このセリフを言うときのゆかりちゃんは、ほんの少しドヤっています。
たぶん、ゆかりちゃんにそんなつもりは、まったくないと思います。

でも、ほんの少しだけドヤ顔になるのです。


ゆかりちゃんは家族全員のパジャマを、毎朝洗います。
僕は、東北で生まれ育ち、そのあとも関東でしたので、この習慣には驚きました。

愛知県に住んで、この地域の暑さと、そして湿度の高さが、尋常ではないと知りました。

「なるほど、この気候であれば、パジャマを毎日洗う人がいても不思議ではない」と、最近理解しました。

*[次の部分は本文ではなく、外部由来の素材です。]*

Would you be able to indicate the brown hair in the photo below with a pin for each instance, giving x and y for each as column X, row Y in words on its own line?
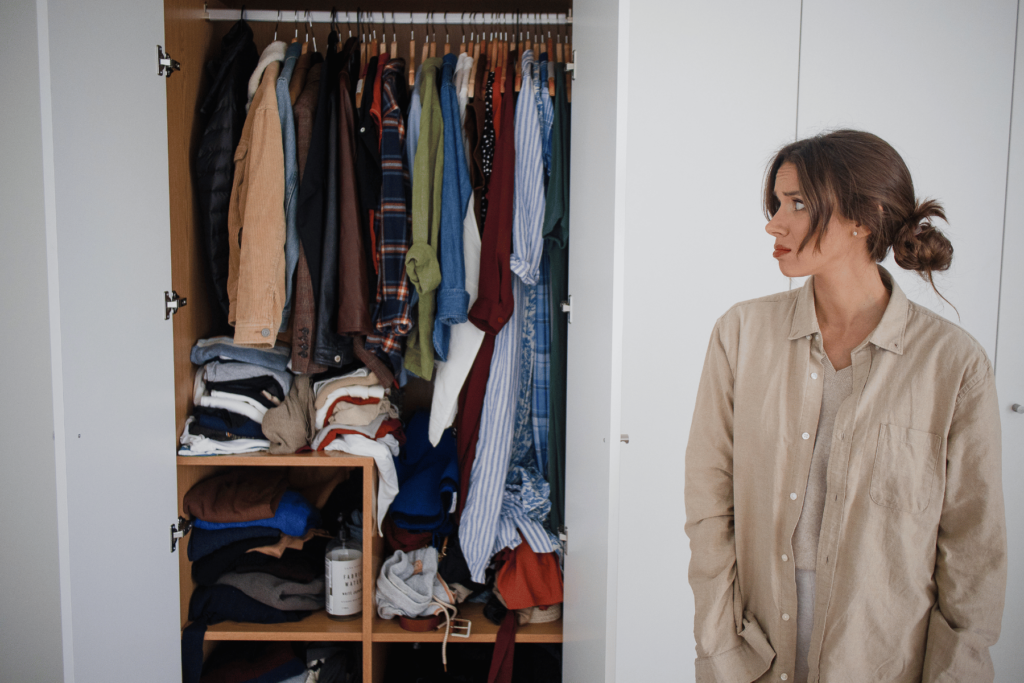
column 852, row 173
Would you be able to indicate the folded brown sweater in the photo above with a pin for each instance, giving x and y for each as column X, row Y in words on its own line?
column 237, row 496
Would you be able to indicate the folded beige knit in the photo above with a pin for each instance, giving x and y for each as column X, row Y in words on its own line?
column 342, row 382
column 358, row 416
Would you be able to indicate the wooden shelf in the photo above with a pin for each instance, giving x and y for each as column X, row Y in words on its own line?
column 483, row 631
column 315, row 627
column 264, row 459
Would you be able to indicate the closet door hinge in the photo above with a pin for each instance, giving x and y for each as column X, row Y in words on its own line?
column 173, row 303
column 566, row 307
column 178, row 530
column 166, row 65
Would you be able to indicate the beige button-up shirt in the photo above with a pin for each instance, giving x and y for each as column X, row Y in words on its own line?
column 911, row 563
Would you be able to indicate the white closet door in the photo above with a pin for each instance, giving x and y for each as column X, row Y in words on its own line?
column 597, row 216
column 934, row 79
column 700, row 132
column 1008, row 655
column 113, row 242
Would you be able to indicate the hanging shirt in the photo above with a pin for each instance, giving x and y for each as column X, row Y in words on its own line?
column 547, row 111
column 304, row 304
column 556, row 237
column 413, row 119
column 466, row 337
column 542, row 356
column 392, row 321
column 291, row 177
column 256, row 215
column 494, row 511
column 453, row 300
column 421, row 261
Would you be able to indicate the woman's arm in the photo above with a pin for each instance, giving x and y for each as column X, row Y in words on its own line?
column 723, row 654
column 971, row 558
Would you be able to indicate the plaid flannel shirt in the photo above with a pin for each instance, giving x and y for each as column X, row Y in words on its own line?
column 392, row 223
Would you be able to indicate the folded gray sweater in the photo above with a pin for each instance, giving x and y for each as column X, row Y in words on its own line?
column 278, row 593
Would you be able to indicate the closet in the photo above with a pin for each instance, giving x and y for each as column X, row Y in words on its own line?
column 193, row 33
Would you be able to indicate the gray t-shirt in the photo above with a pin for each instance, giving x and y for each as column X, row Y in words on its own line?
column 838, row 386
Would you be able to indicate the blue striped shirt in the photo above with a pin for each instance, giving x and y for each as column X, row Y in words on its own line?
column 504, row 494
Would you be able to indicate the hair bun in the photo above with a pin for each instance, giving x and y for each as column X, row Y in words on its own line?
column 921, row 246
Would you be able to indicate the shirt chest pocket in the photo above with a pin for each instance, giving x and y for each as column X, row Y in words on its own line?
column 906, row 474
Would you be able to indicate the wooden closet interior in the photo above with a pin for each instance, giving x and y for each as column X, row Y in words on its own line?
column 192, row 39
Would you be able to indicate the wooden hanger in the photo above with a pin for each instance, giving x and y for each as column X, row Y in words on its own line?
column 568, row 57
column 477, row 48
column 551, row 70
column 426, row 43
column 504, row 56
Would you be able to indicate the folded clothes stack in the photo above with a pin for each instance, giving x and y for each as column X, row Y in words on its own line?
column 255, row 663
column 233, row 389
column 256, row 554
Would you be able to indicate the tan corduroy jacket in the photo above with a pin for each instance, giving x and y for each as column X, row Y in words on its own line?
column 256, row 222
column 911, row 564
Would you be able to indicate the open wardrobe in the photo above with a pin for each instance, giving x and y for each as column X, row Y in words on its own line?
column 379, row 390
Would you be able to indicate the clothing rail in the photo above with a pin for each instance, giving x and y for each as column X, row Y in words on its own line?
column 436, row 18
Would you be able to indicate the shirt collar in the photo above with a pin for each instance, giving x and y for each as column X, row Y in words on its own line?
column 890, row 331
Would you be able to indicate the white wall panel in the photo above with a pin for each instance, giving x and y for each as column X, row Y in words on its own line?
column 933, row 78
column 713, row 93
column 1008, row 655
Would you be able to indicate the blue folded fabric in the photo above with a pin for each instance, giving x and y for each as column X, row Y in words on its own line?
column 295, row 516
column 224, row 347
column 428, row 479
column 239, row 425
column 214, row 604
column 286, row 672
column 202, row 542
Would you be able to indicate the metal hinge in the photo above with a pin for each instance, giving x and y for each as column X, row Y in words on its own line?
column 571, row 66
column 178, row 530
column 166, row 65
column 173, row 303
column 567, row 307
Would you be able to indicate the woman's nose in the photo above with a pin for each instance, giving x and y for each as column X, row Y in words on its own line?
column 774, row 226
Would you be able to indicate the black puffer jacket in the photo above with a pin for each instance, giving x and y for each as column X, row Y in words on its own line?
column 223, row 115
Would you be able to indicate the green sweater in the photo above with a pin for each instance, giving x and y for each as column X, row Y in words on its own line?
column 421, row 261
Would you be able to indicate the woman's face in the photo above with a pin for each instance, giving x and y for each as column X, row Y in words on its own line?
column 791, row 224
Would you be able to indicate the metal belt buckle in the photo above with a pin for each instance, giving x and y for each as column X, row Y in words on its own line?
column 461, row 628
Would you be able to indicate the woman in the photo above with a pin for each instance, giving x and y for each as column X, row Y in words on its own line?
column 843, row 492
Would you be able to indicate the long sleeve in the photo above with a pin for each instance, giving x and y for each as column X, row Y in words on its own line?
column 261, row 260
column 971, row 554
column 728, row 649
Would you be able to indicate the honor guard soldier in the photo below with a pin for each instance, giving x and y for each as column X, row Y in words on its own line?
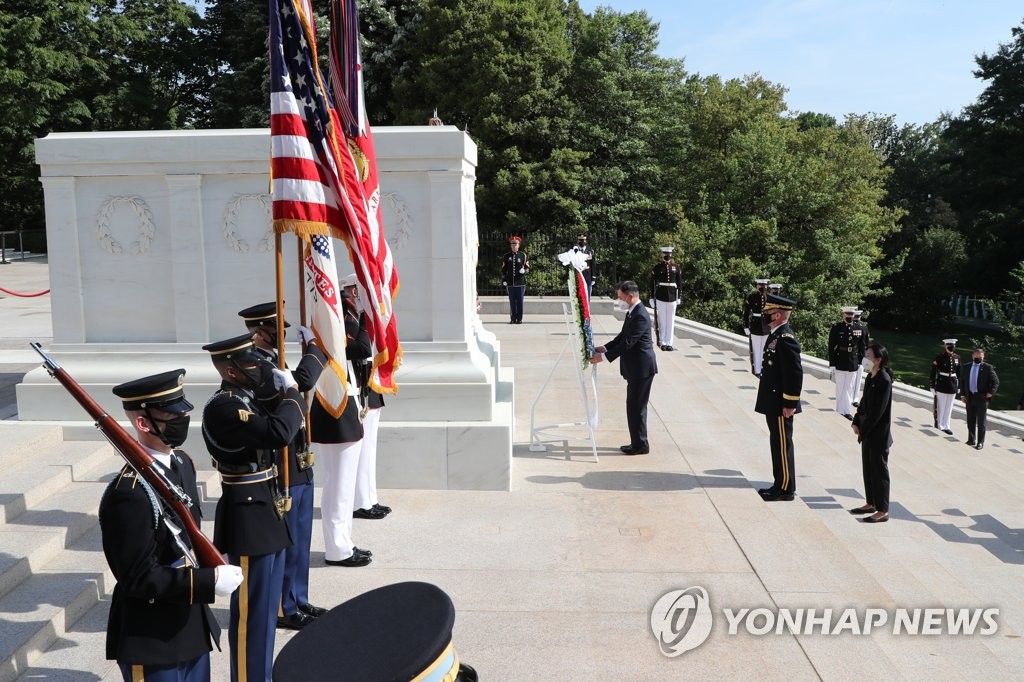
column 244, row 437
column 396, row 632
column 514, row 269
column 778, row 396
column 339, row 439
column 261, row 321
column 945, row 385
column 753, row 327
column 366, row 501
column 844, row 360
column 865, row 365
column 160, row 626
column 666, row 283
column 589, row 272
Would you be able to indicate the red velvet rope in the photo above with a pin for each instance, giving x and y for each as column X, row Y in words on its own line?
column 14, row 293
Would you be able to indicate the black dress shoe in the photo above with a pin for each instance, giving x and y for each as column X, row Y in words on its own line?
column 369, row 513
column 353, row 561
column 296, row 621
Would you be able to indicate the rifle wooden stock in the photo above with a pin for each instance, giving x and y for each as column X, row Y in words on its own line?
column 142, row 462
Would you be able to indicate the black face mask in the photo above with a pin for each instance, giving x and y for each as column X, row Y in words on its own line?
column 171, row 431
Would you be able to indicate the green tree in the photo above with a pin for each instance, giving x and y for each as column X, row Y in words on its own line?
column 48, row 61
column 985, row 169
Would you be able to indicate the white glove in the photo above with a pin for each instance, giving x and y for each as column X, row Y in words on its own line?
column 283, row 380
column 228, row 578
column 306, row 335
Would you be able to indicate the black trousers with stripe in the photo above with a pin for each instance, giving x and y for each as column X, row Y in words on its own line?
column 780, row 434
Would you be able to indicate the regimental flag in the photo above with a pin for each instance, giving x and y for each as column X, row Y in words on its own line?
column 371, row 254
column 328, row 321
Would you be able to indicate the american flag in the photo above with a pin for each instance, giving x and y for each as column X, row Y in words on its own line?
column 328, row 321
column 325, row 175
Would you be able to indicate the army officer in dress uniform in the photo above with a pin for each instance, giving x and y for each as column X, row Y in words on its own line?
column 514, row 269
column 261, row 321
column 666, row 282
column 244, row 437
column 160, row 626
column 778, row 396
column 944, row 382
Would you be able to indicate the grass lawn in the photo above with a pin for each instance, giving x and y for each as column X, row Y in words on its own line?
column 911, row 355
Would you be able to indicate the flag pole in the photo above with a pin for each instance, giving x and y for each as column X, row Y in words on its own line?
column 300, row 246
column 279, row 262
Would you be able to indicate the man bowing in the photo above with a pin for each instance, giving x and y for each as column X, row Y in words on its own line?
column 638, row 366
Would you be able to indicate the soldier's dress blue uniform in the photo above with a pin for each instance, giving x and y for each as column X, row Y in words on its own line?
column 244, row 438
column 781, row 381
column 160, row 626
column 295, row 607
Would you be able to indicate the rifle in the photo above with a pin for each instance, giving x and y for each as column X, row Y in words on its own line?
column 139, row 460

ゆかりちゃんは、お日様の光を浴びてよく乾いた洗濯物が、

「とても気持ちいいの~!」

と言います。

反面、それゆえに、
花粉の季節や雨などで部屋干しすることを、まだほとんど食べていないソフトクリームを落っことした子供のように、めちゃくちゃガッカリします。

この世の終わりかのような、哀しい顔をします。


◆天気予報

そんなゆかりちゃんです。
朝の天気予報は、必ず、絶対、何があってもチェックします。

別に、気合は入っていません。
なんせ、もう「習慣」になっていますから。

前日の夜、天気予報をチェックして、それでも油断などすることなく、朝の天気予報を、ちゃんと、真剣に観ます。
朝、晴れていて、だからといって普通に外干しして会社へ行き、お昼頃雨に降られて洗濯物が濡れる…。

これを避けるためには、朝の天気予報を、しっかり観なければなりません。


◆そんなワケないやろ!という顔

ゆかりちゃんがTVに近づきました。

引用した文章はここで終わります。